Zutaten (4 Personen)
600 gut durchzogenes Wildschweinfleisch (oder 300-400 g mageres Wildfleisch + 200 g Speck), 600 g Wildleber, 2 Eidotter, 50 g Zwiebel, je 1/8 Liter Rotwein und Portwein, 4 cl Cognac oder Whisky, 6 EL Olivenöl, 4 EL Obers, 25 g Salz (oder 20 g Salz + 5 g Pökelsalz, wenn hellere Farbe gewünscht wird), Pfeffer, Wacholderbeeren, Majoran, Rosmarin und andere Gewürze nach Geschmack.
Zubereitung
Fleisch in große Würfel schneiden. Wenn das Fleisch noch roh ist, brät man es in einer Pfanne mit etwas Olivenöl kurz an. Dann gibt man es in eine große Schüssel. Leber ebenfalls würfelig schneiden, mit etwas Olivenöl ungebraten (soll innen noch blutig sein). Alles zusammen in eine große Schüssel geben, mit Wein, Portwein, Cognac, geschnittener Zwiebel, Pfeffer, Wacholderbeeren, Majoran, Rosmarin und Salz würzen. Etwa fünf Stunden ziehen lassen. Anschließend zweimal durch die feine Scheibe des Fleischwolfs drehen. Eidotter und das Obers dazugeben, mit dem Kochlöffel gut durchmischen und nochmals abschmecken. Die Masse in eine Terrinenform (oder in mehrere Gefrierformen aus Aluminium mit Deckel, 0,45 Liter) füllen. Den Deckel zusätzlich mit einer Aluminiumfolie umwickeln. Jetzt folgt ein für jede Pastetenherstellung ganz entscheidender Punkt: Die Terrine wird im Backrohr im Wasserbad bei einer Temperatur von ca. 120 Grad eine Stunde und fünfzig Minuten lang pochiert. Das Wasser soll dabei nicht kochen! Es ist sehr empfehlenswert, die Terrine während des Pochierens zu beschweren. Auf jeden Fall aber sollte sie danach, wenn man sie für zumindest zwölf Stunden in den Kühlschrank gibt, beschwert werden. Nach dem Erkalten kann man die Pastete in Scheiben schneiden und (vorzugsweise mit Preiselbeeren) servieren.


hier das ganze Rezept

wennst es perfekt machen willst kannst die Formen vorher mit grünem Speck auslegen und auch oben mit grünem Speck (also nur weisser Rückenspeck) abdecken. dann hast du nach dem abkühlen eine schöne weisse Ummantelung der Pastete. Pistazien mitmischen (oder auch Preiselbeeren) ist kein Problem. Ich lege auch oft die "Fischerl" vom Reh (kurz angebraten) in der Mitte ein. Ist auch sehr gut.

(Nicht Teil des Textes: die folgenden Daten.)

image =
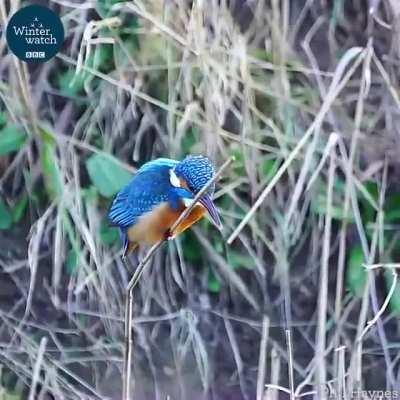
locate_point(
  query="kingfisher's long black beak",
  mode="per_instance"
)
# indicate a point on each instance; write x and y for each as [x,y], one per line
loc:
[209,205]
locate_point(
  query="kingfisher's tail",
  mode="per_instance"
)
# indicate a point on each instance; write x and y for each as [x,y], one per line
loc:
[129,247]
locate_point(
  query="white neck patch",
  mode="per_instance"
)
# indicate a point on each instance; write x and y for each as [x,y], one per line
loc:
[175,181]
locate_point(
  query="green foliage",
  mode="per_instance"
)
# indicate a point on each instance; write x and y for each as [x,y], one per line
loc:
[5,215]
[106,174]
[19,208]
[319,201]
[392,208]
[269,168]
[11,139]
[71,263]
[356,276]
[51,170]
[213,283]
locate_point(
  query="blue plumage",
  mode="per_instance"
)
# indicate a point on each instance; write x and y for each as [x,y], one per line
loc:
[196,171]
[153,186]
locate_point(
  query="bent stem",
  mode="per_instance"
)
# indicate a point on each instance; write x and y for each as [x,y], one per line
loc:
[128,339]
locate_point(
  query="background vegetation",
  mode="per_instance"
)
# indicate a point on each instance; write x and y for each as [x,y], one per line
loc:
[304,299]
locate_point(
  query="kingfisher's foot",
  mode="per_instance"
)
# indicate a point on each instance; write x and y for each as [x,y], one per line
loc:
[169,235]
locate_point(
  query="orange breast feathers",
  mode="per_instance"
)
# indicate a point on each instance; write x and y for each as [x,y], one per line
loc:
[152,227]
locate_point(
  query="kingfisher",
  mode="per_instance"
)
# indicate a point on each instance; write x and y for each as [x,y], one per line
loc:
[148,206]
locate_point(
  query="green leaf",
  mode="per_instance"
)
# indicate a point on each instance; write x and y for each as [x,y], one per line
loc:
[107,174]
[214,284]
[392,208]
[3,119]
[269,168]
[71,262]
[51,170]
[108,234]
[5,215]
[356,276]
[395,299]
[11,139]
[19,208]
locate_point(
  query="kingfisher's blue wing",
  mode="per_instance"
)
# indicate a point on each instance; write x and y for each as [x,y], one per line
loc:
[148,188]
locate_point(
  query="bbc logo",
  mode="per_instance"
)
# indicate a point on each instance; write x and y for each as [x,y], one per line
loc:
[35,54]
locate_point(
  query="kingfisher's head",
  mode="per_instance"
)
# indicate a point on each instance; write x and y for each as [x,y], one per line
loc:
[191,174]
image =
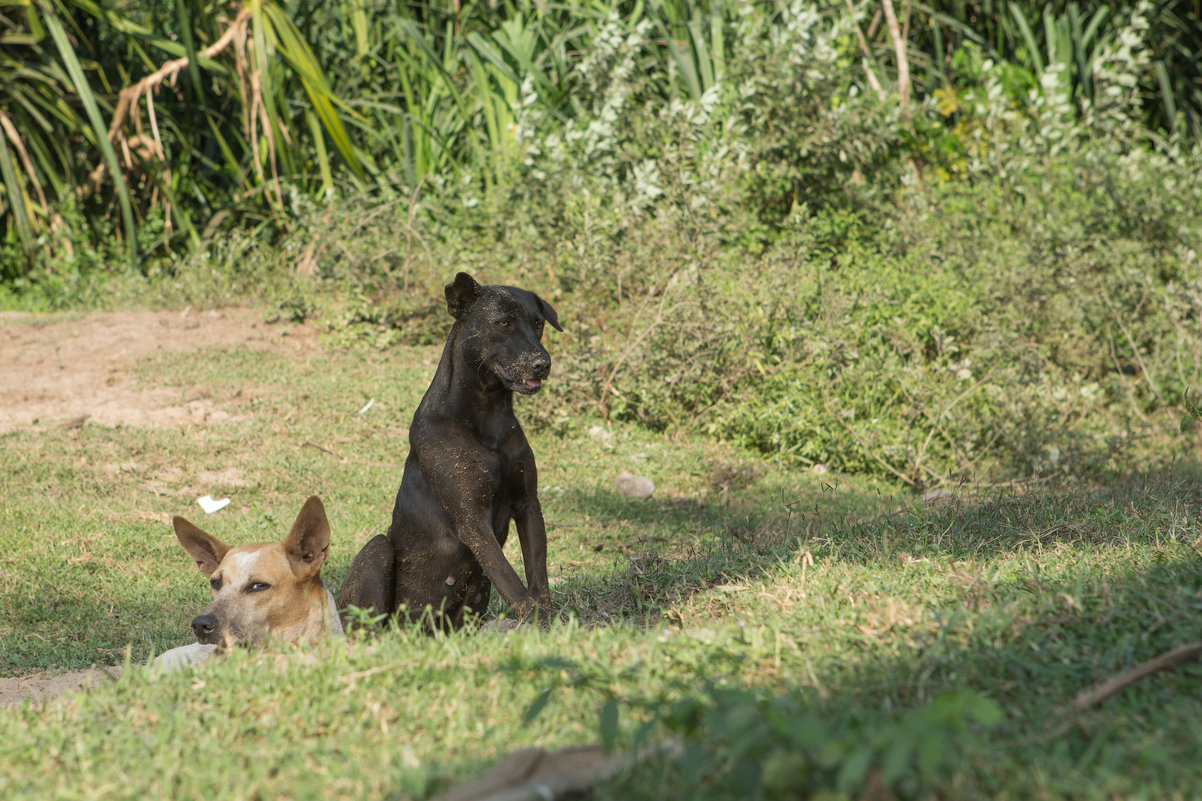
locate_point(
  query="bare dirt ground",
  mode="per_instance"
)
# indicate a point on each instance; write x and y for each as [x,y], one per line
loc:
[65,372]
[54,371]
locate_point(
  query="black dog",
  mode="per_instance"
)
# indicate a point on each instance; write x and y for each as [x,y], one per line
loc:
[469,473]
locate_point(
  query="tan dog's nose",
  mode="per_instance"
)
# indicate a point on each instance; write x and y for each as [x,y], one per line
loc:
[203,626]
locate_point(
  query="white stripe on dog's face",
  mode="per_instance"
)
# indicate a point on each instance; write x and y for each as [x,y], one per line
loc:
[242,564]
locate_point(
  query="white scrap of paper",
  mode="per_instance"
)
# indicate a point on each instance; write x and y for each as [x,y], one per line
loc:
[210,505]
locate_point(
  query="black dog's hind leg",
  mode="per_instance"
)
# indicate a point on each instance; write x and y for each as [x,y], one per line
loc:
[370,582]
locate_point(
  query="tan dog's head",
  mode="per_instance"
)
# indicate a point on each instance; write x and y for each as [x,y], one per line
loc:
[263,592]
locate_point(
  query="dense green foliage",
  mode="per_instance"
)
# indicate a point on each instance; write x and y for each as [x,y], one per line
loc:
[992,272]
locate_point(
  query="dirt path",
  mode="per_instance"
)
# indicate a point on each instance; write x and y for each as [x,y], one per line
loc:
[54,371]
[67,371]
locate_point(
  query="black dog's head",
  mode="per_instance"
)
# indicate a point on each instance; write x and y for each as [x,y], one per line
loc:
[501,331]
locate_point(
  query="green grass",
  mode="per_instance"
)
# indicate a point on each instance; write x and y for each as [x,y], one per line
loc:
[741,591]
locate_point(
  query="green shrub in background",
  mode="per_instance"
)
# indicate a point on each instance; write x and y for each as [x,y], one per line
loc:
[742,241]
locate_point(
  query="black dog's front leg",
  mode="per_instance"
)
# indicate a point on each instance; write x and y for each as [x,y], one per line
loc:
[476,532]
[533,537]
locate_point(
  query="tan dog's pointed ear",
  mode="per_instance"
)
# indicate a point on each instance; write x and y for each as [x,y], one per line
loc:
[207,550]
[308,544]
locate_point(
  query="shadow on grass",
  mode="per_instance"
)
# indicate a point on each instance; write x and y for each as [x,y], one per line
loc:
[672,551]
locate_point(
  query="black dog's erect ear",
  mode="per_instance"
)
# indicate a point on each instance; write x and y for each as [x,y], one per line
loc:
[548,314]
[460,295]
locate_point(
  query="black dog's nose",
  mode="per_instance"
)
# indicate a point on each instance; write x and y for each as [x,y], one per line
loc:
[203,626]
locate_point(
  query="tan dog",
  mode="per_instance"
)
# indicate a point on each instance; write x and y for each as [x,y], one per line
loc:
[268,592]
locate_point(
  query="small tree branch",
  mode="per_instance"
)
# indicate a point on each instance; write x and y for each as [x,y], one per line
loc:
[1122,681]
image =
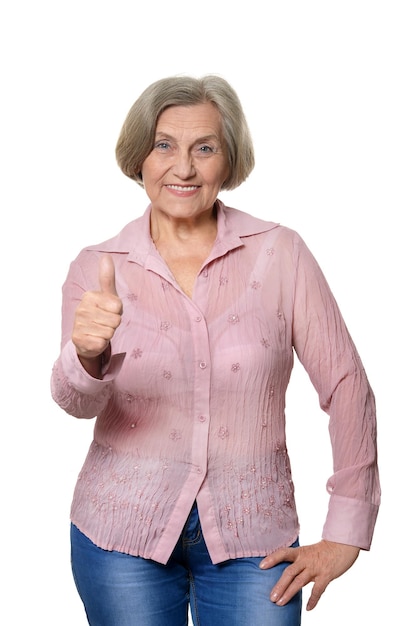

Einfach ein bisserl Experimentieren ;-)

Ich gebe ausser Schlag, Wein und Cognac überhaupt keine Flüssigkeit dazu. deshalb auch vorher anbraten (Röstaromen) den Speck geb ich Roh hinein (no na... ich will ihn ja nicht auslassen). Mit Teigmantel hab ich die Pastete noch nie versucht, immer nur mit Speckmantel. Dafür aber schon mit Pistazienkernen (grob zermahlen und auch mit Preiselbeeren). Apfel- bzw. Birnenstücke kann ich mir auch gut vorstellen.

Bzgl durchkneten... ich mische mit der Hand durch, und zwar so lange bis der Speck und das Fleisch ordentlich durchgemischt sind.